Home Politik Perludem Mengevaluasi Pemilu Serentak Lewat Buku

Perludem Mengevaluasi Pemilu Serentak Lewat Buku

Jakarta, gatra.net - Perkumpulan untuk Pemilu dan Demokrasi (Perludem) menerbitan buku soal temuan masalah penyelenggaraan pemilihan umum (pemilu) serentak yang berlangsung pada 2019. Beragam masalah yang diungkap dalam buku tersebut diantaranya mulai dari soal sistem hingga manajemen yang terdampak pada sistem dalam penyelenggaran Pemilu Serentak 2019.

Peneliti Perludem, Usep Hasan Sadikin menyebut, sejumlah masalah itu diakibatkan dari sistem manajerial pemilu. Di sisi lain, persoalan itu juga disebabkan akibat desain pemilu yang buruk. Menurutnya, sejumlah permasalahan itu tidak diantisipasi dan termaktub dalam Undang-Undang Nomor 7 Tahun 2017 tentang Pemilihan Umum.

"Sistem pemilu yang dipilih tak menyertakan bentuk manajemen pemilu secara konkret dan rinci yang memungkinkan buruknya tak diantisipasi," kata Usep, dalam peluncuran buku bertajuk "Evaluasi Pemilu Serentak 2019: Dari Sistem ke Manajemen Pemilu," di Jakarta, pada Minggu (2/2).

Terdapat tiga masalah manajemen yang terdampak pada sistem. Pertama, penggabungan Pileg antara DPR, DPRD Provinsi serta DPRD Kabupaten/Kota. Hal itu menyebabkan, terjadianya perpecahan konsentrasi kepentingan nasional dan daerah.

Persoalan kedua, kata Usep, daerah pemilihan yang amat besar. Alhasil, membuat peserta pemilu tiuh dan membingungkan. Masalah ketiga, masih dipertahankan sistem ambang batas pencalonan presiden berdasarkan kepemilikan kursi atau suara dari pemilu sebelumnya. Dampaknya, melahirkan polarisasi massa yang menyertai psikologis negatif melalui hoaks, fake news, dan bahkan kriminalisasi.
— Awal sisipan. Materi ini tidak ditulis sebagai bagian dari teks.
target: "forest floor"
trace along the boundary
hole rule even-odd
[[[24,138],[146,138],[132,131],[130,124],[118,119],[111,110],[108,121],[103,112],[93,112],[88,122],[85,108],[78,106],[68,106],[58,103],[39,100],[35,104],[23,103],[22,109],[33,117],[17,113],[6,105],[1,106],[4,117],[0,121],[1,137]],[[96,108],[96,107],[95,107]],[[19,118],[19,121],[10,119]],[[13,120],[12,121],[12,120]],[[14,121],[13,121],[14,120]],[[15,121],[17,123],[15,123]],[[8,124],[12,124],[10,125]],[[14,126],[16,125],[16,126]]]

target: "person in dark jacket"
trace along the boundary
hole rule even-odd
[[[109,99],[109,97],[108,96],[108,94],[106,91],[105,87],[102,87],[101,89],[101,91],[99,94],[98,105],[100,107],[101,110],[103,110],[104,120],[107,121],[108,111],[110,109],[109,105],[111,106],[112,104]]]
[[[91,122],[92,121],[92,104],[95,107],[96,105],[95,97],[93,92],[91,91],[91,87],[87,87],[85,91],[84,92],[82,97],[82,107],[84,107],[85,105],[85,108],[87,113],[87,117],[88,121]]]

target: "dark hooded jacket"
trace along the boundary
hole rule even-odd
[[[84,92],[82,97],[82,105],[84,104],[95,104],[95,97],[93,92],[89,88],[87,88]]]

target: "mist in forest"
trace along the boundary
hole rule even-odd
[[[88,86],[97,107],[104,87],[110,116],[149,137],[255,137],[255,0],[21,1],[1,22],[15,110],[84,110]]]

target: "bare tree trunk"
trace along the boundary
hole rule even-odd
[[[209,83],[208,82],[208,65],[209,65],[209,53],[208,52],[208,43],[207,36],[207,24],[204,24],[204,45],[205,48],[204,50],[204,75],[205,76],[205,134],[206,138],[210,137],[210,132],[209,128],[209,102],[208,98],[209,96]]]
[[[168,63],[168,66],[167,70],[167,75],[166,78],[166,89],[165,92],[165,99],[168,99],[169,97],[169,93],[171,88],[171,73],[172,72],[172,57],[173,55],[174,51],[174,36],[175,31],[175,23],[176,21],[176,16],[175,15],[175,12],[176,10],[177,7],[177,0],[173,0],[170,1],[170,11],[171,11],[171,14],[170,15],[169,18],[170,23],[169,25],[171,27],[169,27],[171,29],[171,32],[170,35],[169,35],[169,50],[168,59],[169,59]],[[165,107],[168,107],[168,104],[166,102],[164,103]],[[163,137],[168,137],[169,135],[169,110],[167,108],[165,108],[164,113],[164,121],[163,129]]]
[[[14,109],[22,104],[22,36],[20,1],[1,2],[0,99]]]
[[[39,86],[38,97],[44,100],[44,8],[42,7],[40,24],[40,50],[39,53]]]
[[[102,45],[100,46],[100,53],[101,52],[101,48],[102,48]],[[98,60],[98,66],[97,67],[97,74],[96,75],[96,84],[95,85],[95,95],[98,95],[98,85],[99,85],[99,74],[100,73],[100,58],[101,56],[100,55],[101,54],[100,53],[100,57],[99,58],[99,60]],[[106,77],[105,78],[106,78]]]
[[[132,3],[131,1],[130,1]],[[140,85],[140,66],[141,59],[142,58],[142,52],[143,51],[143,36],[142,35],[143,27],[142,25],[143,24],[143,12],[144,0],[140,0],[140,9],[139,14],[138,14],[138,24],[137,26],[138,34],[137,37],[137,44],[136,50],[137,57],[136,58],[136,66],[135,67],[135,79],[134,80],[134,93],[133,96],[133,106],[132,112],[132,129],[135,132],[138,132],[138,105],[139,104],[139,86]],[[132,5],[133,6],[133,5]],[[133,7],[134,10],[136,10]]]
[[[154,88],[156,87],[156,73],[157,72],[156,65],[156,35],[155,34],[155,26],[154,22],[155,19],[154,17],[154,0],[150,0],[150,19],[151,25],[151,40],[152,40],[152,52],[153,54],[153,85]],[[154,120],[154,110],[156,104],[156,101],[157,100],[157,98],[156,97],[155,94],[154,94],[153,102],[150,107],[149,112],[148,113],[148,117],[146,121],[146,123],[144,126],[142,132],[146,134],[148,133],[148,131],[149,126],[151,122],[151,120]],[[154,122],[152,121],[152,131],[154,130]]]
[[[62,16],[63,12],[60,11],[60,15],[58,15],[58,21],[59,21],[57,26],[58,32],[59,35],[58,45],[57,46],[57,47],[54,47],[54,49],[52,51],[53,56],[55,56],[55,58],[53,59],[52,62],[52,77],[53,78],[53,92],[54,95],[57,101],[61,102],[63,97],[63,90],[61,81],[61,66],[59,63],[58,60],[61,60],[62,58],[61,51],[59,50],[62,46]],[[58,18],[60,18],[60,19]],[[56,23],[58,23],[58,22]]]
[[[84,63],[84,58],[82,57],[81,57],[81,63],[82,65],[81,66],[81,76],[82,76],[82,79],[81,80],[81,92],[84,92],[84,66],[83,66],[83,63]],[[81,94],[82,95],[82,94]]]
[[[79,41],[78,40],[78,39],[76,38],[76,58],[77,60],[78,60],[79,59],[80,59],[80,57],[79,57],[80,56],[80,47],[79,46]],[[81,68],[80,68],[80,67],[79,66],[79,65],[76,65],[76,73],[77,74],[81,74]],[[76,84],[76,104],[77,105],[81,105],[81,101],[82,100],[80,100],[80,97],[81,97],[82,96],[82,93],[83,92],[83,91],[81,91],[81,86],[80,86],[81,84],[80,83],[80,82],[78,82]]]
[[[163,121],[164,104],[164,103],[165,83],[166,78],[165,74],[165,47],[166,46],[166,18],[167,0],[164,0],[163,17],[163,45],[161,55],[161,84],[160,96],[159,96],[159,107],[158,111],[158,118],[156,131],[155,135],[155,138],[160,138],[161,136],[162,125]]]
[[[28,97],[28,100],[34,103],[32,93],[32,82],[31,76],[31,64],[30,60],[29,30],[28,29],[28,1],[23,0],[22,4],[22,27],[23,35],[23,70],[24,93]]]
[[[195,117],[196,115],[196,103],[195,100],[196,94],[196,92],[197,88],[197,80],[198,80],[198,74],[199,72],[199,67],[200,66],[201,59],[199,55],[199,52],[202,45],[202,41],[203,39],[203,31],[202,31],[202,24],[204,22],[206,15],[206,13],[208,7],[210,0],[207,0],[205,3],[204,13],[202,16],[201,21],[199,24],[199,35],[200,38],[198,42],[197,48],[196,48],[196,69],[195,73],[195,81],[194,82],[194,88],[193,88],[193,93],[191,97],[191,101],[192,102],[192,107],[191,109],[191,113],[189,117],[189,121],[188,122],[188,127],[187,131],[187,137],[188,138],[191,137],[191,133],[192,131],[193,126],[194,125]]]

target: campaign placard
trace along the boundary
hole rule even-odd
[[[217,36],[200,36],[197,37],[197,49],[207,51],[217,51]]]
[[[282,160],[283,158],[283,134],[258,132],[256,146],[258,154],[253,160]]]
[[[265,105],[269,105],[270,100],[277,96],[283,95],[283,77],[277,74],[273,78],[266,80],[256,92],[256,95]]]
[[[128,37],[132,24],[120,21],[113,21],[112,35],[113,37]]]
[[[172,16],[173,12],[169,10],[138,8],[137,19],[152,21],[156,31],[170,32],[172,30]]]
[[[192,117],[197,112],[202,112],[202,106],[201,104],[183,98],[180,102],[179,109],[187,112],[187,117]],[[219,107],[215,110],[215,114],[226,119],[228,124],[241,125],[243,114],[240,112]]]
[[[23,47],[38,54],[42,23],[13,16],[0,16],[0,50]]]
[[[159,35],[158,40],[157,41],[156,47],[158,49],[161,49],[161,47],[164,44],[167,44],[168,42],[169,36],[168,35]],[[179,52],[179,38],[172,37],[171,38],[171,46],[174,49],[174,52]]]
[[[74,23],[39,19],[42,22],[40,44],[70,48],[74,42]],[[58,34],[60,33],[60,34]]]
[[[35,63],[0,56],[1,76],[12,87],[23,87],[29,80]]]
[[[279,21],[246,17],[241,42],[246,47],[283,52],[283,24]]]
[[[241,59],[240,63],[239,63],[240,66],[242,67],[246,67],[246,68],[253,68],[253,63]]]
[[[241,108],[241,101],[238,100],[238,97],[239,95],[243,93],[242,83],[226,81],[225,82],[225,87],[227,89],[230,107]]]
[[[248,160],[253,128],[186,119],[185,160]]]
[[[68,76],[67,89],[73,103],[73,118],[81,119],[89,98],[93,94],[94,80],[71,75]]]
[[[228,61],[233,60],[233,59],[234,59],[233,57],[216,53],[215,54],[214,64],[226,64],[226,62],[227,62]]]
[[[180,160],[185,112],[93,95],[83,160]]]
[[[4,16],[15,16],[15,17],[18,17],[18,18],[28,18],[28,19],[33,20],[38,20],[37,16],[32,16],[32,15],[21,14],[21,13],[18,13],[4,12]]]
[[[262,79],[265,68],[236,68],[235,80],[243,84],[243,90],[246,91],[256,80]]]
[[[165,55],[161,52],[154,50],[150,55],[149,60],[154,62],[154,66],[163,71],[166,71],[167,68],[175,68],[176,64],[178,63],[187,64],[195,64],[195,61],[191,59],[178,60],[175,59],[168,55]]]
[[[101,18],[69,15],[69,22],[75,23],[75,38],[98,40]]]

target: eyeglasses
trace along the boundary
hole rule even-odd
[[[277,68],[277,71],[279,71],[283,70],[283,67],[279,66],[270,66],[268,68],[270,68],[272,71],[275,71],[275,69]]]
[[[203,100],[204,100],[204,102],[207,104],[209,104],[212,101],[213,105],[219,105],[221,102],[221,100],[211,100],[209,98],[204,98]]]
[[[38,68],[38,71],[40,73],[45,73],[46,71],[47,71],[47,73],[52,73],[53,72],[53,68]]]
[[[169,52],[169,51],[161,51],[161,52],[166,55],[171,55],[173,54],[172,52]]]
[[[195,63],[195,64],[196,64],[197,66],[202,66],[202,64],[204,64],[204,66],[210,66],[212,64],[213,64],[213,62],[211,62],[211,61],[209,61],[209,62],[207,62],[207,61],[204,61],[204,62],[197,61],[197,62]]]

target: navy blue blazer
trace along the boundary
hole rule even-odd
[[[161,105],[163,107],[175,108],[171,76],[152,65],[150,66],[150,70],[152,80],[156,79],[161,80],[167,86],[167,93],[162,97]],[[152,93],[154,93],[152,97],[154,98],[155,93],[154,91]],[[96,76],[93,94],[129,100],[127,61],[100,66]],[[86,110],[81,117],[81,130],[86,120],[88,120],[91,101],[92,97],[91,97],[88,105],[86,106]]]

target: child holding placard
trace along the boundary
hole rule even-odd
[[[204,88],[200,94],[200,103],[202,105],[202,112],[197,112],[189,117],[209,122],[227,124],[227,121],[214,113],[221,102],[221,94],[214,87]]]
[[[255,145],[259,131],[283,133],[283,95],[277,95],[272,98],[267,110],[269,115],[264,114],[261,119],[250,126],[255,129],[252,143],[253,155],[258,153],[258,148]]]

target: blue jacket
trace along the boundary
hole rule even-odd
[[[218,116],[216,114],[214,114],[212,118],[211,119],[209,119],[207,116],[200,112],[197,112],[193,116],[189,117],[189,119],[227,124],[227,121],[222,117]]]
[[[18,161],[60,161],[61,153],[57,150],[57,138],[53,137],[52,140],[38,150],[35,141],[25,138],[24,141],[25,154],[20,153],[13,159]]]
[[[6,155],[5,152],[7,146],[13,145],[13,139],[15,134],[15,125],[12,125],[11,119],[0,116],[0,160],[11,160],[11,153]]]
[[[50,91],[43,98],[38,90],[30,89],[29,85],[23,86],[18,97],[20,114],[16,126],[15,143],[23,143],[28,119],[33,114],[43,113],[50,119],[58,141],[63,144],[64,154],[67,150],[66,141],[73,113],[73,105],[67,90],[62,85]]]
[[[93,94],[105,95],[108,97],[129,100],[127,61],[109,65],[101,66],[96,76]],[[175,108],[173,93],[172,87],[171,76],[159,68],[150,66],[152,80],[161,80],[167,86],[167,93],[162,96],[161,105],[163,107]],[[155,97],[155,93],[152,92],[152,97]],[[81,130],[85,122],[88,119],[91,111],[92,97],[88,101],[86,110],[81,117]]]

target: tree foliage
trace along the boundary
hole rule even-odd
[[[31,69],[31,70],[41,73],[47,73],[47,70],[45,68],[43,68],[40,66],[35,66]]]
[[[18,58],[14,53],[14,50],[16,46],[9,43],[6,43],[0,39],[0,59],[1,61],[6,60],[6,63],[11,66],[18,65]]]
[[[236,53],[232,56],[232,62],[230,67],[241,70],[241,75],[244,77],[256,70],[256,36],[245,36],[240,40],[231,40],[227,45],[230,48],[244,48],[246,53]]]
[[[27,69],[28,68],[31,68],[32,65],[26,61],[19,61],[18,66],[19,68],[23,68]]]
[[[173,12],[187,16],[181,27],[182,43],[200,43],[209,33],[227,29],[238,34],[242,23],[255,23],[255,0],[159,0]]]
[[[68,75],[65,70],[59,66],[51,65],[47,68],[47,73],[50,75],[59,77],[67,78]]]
"Semua masalah ini, membuat pemilu di Indonesia bersifat unmanageable secara sistemik," ungkap Usep.

Selain masalah manajemen yang diakibatkan dari sistem, Perludem juga menemukan empat masalah dari sisi manajemen pemilu serentak pada 2019. Pertama, rekrutmen petugas TPS yang tak dioptimalkan KPU untuk melibatkan anak muda dengan bimbingan teknis yang cukup.

Kedua, simulasi pemungutan dan penghitungan suara di TPS yang lebih menekankan layanan kepada pemilih sehingga aspek kualitas dan stamina petugas TPS terabaikan. Ketiga, paradigma manajemen pemilu yang bersifat sentral dalam penanganan sengketa pemilu dan pengadaan logistik tidak mempertimbangkan konsekuensi teknis. Alhasil, hal itu membuat beban petugas lapangan bertambah.

Keempat, terjadinya penurunan kualitas transparansi dan akuntabel dari penerapan teknologi yang bersifat manual seperti, penerapan sistem informasi partai politik (Sipol), dan sistem informasi penghitungan suara (Situng).

Kendati demikian, Perludem memberikan dua rekomendasi atas persoalan tersebut. Pertama, mewujudkan desain pemilu baik presiden, DPR RI, dan DPD secara serentak nasional. Namun, harus dievaluasi presidensial pada 2 tahun mendatang atau di tengah periode melalui pemilu serentak lokal seperti, pilgub, pilwalkot, dan pileg DPRD Kabupaten/Kota.

Kedua, perlunya menekankan aspek pembentukan parpol yang proporsional, inklusif, partisipatif, transparan, dan akuntabel pada aspek keanggotaan, kelembagaan, dan keuangan parpol yang terintegrasi dengan syarat kepesertaan pemilu pada revisi undang-undang partai politik.

Temuan masalah sistem dan manajemen itu diidentifikasi berdasarkan riset yang dilakukan Perludem di dua provinsi yakni Lampung dan Jawa Barat. Sementara, metode yang digunakan dalam riset itu adalah wawancara, diskusi terfokus, dan menganalisis sejumlah dokumen atau literatur.